The publisher Taylor & Francis is investigating concerns raised on PubPeer about a paper claiming to find DNA contamination in COVID-19 vaccines beyond regulators’ recommended amounts.
The move comes as the U.S. body tasked with making recommendations for vaccine use is scheduled to consider the safety of COVID-19 shots, and two of the study’s authors say their findings will be discussed.
The paper at issue was published September 6 in the journal Autoimmunity, a Taylor & Francis title. Scientific sleuth Kevin Patrick soon posted concerns on PubPeer, which he forwarded to the ethics department of the publisher.
On September 8, Laura Wilson, Taylor & Francis’ Head of Research Integrity & Ethics, thanked Patrick for raising the concerns and said the company would “investigate in accordance with the COPE guidelines and our Editorial policies.”
The publisher added a pop-up notification to the article to alert readers to the ongoing investigation after we asked if they would do so. Taylor & Francis began using such notices last year.
Jennifer McMillan, a spokesperson for Taylor & Francis, confirmed the publisher’s Ethics and Integrity team “are aware of the comments made on PubPeer and are investigating the article in question.”
“As the investigation is in its very early stages we cannot make any further comment,” she said.
Paolo Casali, editor-in-chief of Autoimmunity, did not respond to our request for comment.
On September 19, a meeting of the Advisory Committee on Immunization Practices of the U.S. Centers for Disease Control and Prevention will include presentations on “COVID-19 vaccine safety.”

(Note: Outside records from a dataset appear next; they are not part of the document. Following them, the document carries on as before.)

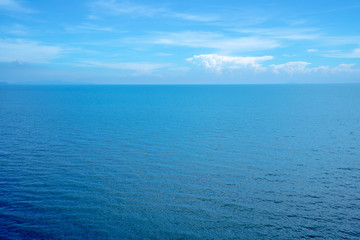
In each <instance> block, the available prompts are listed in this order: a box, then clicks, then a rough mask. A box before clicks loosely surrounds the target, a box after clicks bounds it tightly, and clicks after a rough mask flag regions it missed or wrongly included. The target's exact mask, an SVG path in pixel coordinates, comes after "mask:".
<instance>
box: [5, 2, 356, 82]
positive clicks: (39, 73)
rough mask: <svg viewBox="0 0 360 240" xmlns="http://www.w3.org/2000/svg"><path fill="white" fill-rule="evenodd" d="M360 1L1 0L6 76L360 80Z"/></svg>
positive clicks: (111, 77)
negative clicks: (175, 0) (151, 0)
mask: <svg viewBox="0 0 360 240" xmlns="http://www.w3.org/2000/svg"><path fill="white" fill-rule="evenodd" d="M359 13H360V2H359V1H358V0H353V1H352V0H347V1H332V0H327V1H323V0H311V1H309V0H303V1H260V0H252V1H240V0H238V1H231V0H228V1H227V0H225V1H211V0H207V1H203V0H197V1H150V0H148V1H136V0H134V1H130V0H129V1H121V0H73V1H68V0H51V1H49V0H36V1H30V0H0V82H9V83H96V84H203V83H206V84H212V83H232V84H233V83H240V84H241V83H254V84H257V83H354V82H356V83H359V82H360V27H359V23H360V14H359Z"/></svg>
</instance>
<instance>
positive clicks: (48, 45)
mask: <svg viewBox="0 0 360 240" xmlns="http://www.w3.org/2000/svg"><path fill="white" fill-rule="evenodd" d="M63 52H64V50H63V49H62V48H60V47H58V46H50V45H42V44H40V43H39V42H34V41H28V40H18V39H16V40H3V39H0V62H15V61H18V62H32V63H47V62H50V61H51V60H53V59H56V58H59V57H60V56H61V55H62V53H63Z"/></svg>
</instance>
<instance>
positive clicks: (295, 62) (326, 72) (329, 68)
mask: <svg viewBox="0 0 360 240" xmlns="http://www.w3.org/2000/svg"><path fill="white" fill-rule="evenodd" d="M310 64H311V63H309V62H287V63H284V64H277V65H275V64H272V65H270V68H272V70H273V72H274V73H276V74H279V73H281V72H284V73H288V74H295V73H300V74H305V73H311V72H323V73H339V72H358V71H359V69H353V68H352V67H353V66H354V65H355V64H340V65H338V66H336V67H329V66H319V67H309V65H310Z"/></svg>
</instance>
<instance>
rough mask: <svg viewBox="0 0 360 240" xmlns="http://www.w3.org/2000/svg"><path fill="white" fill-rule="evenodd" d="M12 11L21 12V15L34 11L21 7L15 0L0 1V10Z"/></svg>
mask: <svg viewBox="0 0 360 240" xmlns="http://www.w3.org/2000/svg"><path fill="white" fill-rule="evenodd" d="M1 9H2V10H6V11H13V12H23V13H33V12H34V11H33V10H32V9H30V8H27V7H24V6H22V5H21V4H20V3H19V2H18V1H16V0H0V10H1Z"/></svg>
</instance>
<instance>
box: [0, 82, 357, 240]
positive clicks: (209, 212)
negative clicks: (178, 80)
mask: <svg viewBox="0 0 360 240" xmlns="http://www.w3.org/2000/svg"><path fill="white" fill-rule="evenodd" d="M298 238H322V239H359V238H360V85H257V86H256V85H244V86H11V85H8V86H0V239H298Z"/></svg>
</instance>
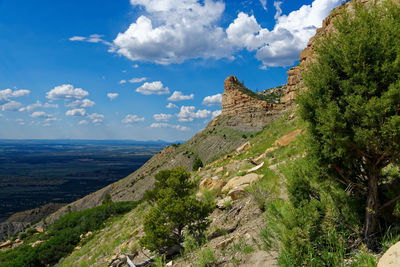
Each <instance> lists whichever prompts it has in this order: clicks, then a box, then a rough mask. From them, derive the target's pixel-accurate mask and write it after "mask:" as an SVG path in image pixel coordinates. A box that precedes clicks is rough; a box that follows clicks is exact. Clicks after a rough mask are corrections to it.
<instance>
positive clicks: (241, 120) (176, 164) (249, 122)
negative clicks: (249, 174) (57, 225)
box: [39, 76, 286, 225]
mask: <svg viewBox="0 0 400 267" xmlns="http://www.w3.org/2000/svg"><path fill="white" fill-rule="evenodd" d="M268 100H269V98H268V97H265V96H264V95H261V94H260V95H259V94H256V93H254V92H252V91H250V90H249V89H247V88H246V87H244V86H243V84H241V83H240V82H239V81H238V79H237V78H236V77H234V76H229V77H228V78H227V79H226V81H225V88H224V94H223V98H222V114H221V115H219V116H218V117H216V118H215V119H213V120H212V121H211V122H210V123H209V124H208V125H207V127H206V128H205V129H204V130H203V131H201V132H200V133H198V134H196V135H195V136H194V137H192V138H191V139H190V140H188V141H187V142H186V143H185V144H182V145H175V146H168V147H166V148H165V149H164V150H162V151H161V152H159V153H158V154H156V155H155V156H153V157H152V158H151V159H150V160H149V161H148V162H146V164H144V165H143V166H142V167H141V168H140V169H138V170H137V171H135V172H134V173H132V174H131V175H129V176H128V177H126V178H124V179H122V180H120V181H118V182H116V183H113V184H111V185H109V186H107V187H105V188H103V189H101V190H99V191H97V192H94V193H92V194H90V195H88V196H86V197H84V198H82V199H79V200H77V201H75V202H73V203H71V204H69V205H67V206H65V207H63V208H61V209H60V210H58V211H57V212H55V213H53V214H52V215H50V216H48V217H47V218H46V219H45V220H43V221H42V222H40V223H39V225H46V224H48V223H52V222H54V221H55V220H56V219H57V218H59V217H60V216H61V215H63V214H65V213H66V212H67V211H77V210H83V209H87V208H91V207H94V206H96V205H99V204H101V202H102V200H103V199H104V197H105V196H106V195H110V196H111V199H112V200H113V201H125V200H139V199H141V198H142V196H143V194H144V192H145V191H146V190H148V189H150V188H151V187H152V185H153V183H154V175H155V174H156V173H158V172H159V171H160V170H163V169H171V168H175V167H178V166H183V167H185V168H186V169H187V170H188V171H190V170H191V169H192V166H193V163H194V161H195V159H196V158H197V157H199V158H200V159H201V160H202V161H203V162H204V163H208V162H210V161H212V160H215V159H216V158H218V157H220V156H221V155H224V154H226V153H228V152H230V151H232V150H234V149H236V148H237V147H238V146H240V145H241V144H243V143H245V142H246V141H247V139H246V138H247V136H248V135H252V134H254V133H256V132H258V131H260V130H261V129H262V128H263V127H264V126H265V125H267V124H268V123H269V122H271V121H273V120H275V119H276V118H279V117H280V116H281V115H282V114H283V111H284V110H285V109H284V108H282V105H280V104H274V103H269V102H268ZM285 108H286V107H285Z"/></svg>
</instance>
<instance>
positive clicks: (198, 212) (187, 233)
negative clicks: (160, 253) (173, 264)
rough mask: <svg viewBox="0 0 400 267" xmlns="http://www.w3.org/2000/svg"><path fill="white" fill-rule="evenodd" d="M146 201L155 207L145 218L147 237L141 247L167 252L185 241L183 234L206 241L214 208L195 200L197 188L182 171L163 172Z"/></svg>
mask: <svg viewBox="0 0 400 267" xmlns="http://www.w3.org/2000/svg"><path fill="white" fill-rule="evenodd" d="M155 179H156V182H155V184H154V188H153V190H151V191H147V192H146V199H147V200H148V202H149V203H150V204H151V205H152V208H151V209H150V211H149V212H148V213H147V214H146V216H145V218H144V223H143V225H144V232H145V234H146V235H145V236H144V237H143V238H142V239H140V244H141V245H142V246H144V247H146V248H148V249H149V250H151V251H157V252H161V253H164V252H165V251H167V250H168V249H169V248H171V247H173V246H175V245H178V246H181V243H182V242H183V241H184V232H186V233H187V234H189V235H191V236H194V237H195V238H196V240H198V241H201V240H202V239H203V232H204V231H205V230H206V229H207V226H208V224H209V222H208V219H207V216H208V214H209V213H210V212H211V211H212V210H213V206H210V205H209V204H207V203H205V202H202V201H198V200H196V199H195V197H194V194H193V193H194V189H195V188H196V185H195V184H194V183H193V182H192V181H191V180H190V173H188V172H186V171H185V170H184V169H183V168H176V169H172V170H164V171H160V172H159V173H158V174H157V175H156V176H155Z"/></svg>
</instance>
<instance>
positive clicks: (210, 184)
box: [199, 176, 226, 192]
mask: <svg viewBox="0 0 400 267" xmlns="http://www.w3.org/2000/svg"><path fill="white" fill-rule="evenodd" d="M224 185H226V181H225V180H221V179H219V178H218V177H215V176H214V177H213V178H206V179H204V180H203V181H201V182H200V185H199V189H200V190H201V191H202V190H215V191H217V192H220V191H221V189H222V188H223V187H224Z"/></svg>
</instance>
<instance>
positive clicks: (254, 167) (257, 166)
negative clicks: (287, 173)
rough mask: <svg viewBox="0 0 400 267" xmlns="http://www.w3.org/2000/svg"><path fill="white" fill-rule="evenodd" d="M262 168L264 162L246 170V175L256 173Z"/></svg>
mask: <svg viewBox="0 0 400 267" xmlns="http://www.w3.org/2000/svg"><path fill="white" fill-rule="evenodd" d="M263 166H264V162H261V164H258V165H257V166H255V167H253V168H251V169H249V170H247V171H246V172H247V173H251V172H255V171H258V170H259V169H261V168H262V167H263Z"/></svg>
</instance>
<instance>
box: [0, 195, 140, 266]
mask: <svg viewBox="0 0 400 267" xmlns="http://www.w3.org/2000/svg"><path fill="white" fill-rule="evenodd" d="M136 205H137V203H136V202H116V203H109V204H106V205H101V206H98V207H95V208H91V209H87V210H84V211H77V212H72V213H69V214H66V215H64V216H62V217H61V218H60V219H59V220H58V221H56V222H55V223H53V224H52V225H51V226H50V227H49V229H48V231H47V232H45V233H40V234H36V235H33V236H31V237H30V238H27V239H26V240H25V242H24V245H22V246H20V247H17V248H15V249H10V250H6V251H4V252H0V265H1V266H15V267H17V266H47V265H54V264H56V263H57V262H58V261H59V260H60V259H61V258H62V257H65V256H67V255H68V254H70V253H71V252H72V251H73V250H74V248H75V246H76V245H77V244H78V243H79V242H80V235H82V234H86V233H87V232H89V231H95V230H99V229H101V228H103V227H104V224H105V222H106V221H107V219H109V218H111V217H113V216H116V215H119V214H123V213H126V212H128V211H130V210H131V209H133V208H134V207H135V206H136ZM38 240H42V241H43V243H42V244H39V245H37V246H35V247H31V246H30V243H32V242H34V241H38Z"/></svg>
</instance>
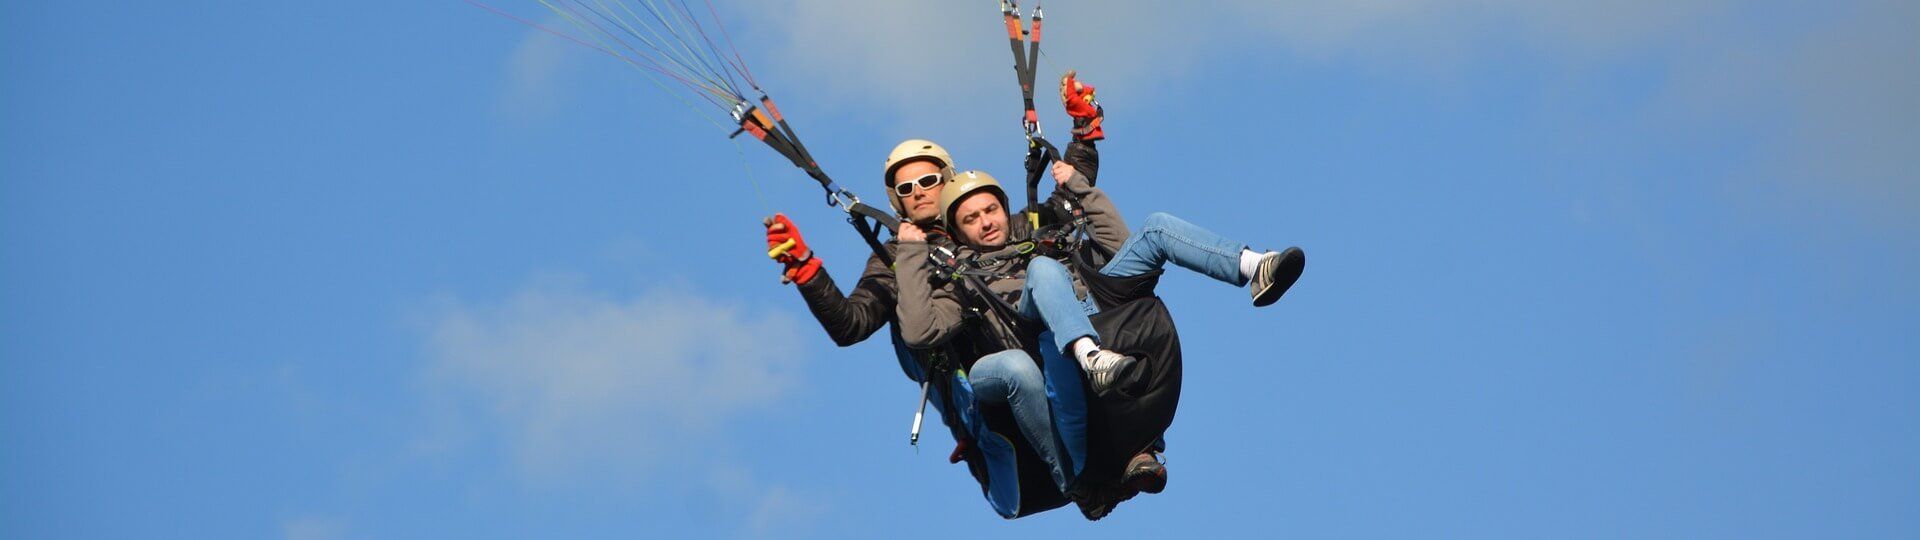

Retsef Levi, a professor of operations management at the Massachusetts Institute of Technology’s Sloan School of Management in Cambridge and chair of the ACIP work group on COVID-19 vaccines, will introduce the session. The work group’s activities include reviewing and summarizing “gaps in the existing knowledge regarding potential impurities (e.g., DNA contamination and endotoxins) in existing immunization products and their health impacts to inform immunization recommendations.”
Study coauthor Kevin McKernan of the Beverly, Mass.-based company Medicinal Genomics said in a Sept. 14 post on Substack he had been “contacted by the ACIP committee to go over our paper.” A post on X by another coauthor, independent researcher Jessica Rose, stated the committee will be considering their paper.
In her own Substack post, Rose wrote Senator Ron Johnson (R – Wisconsin) had submitted the study as evidence in a hearing of the Permanent Subcommittee on Investigations September 9.
She also included a prediction: “they will try to retract our work.”
The authors of the paper — Rose, McKernan, and David J. Speicher of the University of Guelph in Ontario, Canada — describe using two different methods to measure the amount of DNA remaining in mRNA COVID-19 vaccines from Pfizer-BioNTech and Moderna due to their manufacturing processes. Speicher, the corresponding author, did not respond to our request for comment.
McKernan was also an author on a July preprint about “Synthetic mRNA Vaccines and Transcriptomic Dysregulation” that was withdrawn on Sept. 11 after sleuths Elisabeth Bik and Reese Richardson documented problems with the manuscript.
Using one method, fluorometry, the authors of the Autoimmunity paper said they found amounts of DNA in all their samples of various vaccine lots that were higher than guidelines from the U.S. Food and Drug Administration and World Health Organization recommend. Using the other method, qPCR, they said three samples were over the limit.
On PubPeer, Patrick, who uses the pseudonym “Actinopolyspora biskrensis,” pointed out that the regulators’ recommendations were set for qPCR tests, not fluorometry. “Applying that regulatory threshold to fluorometry values is misleading, since regulators do not recognize fluorometry as the standard,” he wrote. Fluorometry also picks up mRNA, according to Australia’s Therapeutic Goods Administration, so it does not correctly measure DNA amounts in the mRNA COVID-19 vaccines.
In subsequent comments, Patrick also questioned the authors’ use of data from the FDA’s Vaccine Adverse Event Reporting System, or VAERS, and the appropriateness of several of the documents the authors cited. One reference consisted of the attachments to a meeting agenda for the town council of Port Hedland, Australia, which included a report referencing a 2023 preprint from the paper’s coauthors.
In addition to the questionable references Patrick identified, Retraction Watch found the FDA guidance the researchers cited was issued for gene therapies, and explicitly stated it “does not apply to vaccines for infectious disease indications.”
Other commenters on PubPeer added technical critiques of the paper as well.
“I have no idea how this paper could have made it through peer review,” Patrick told us. “Sadly, we almost never find out what happens behind the scenes.”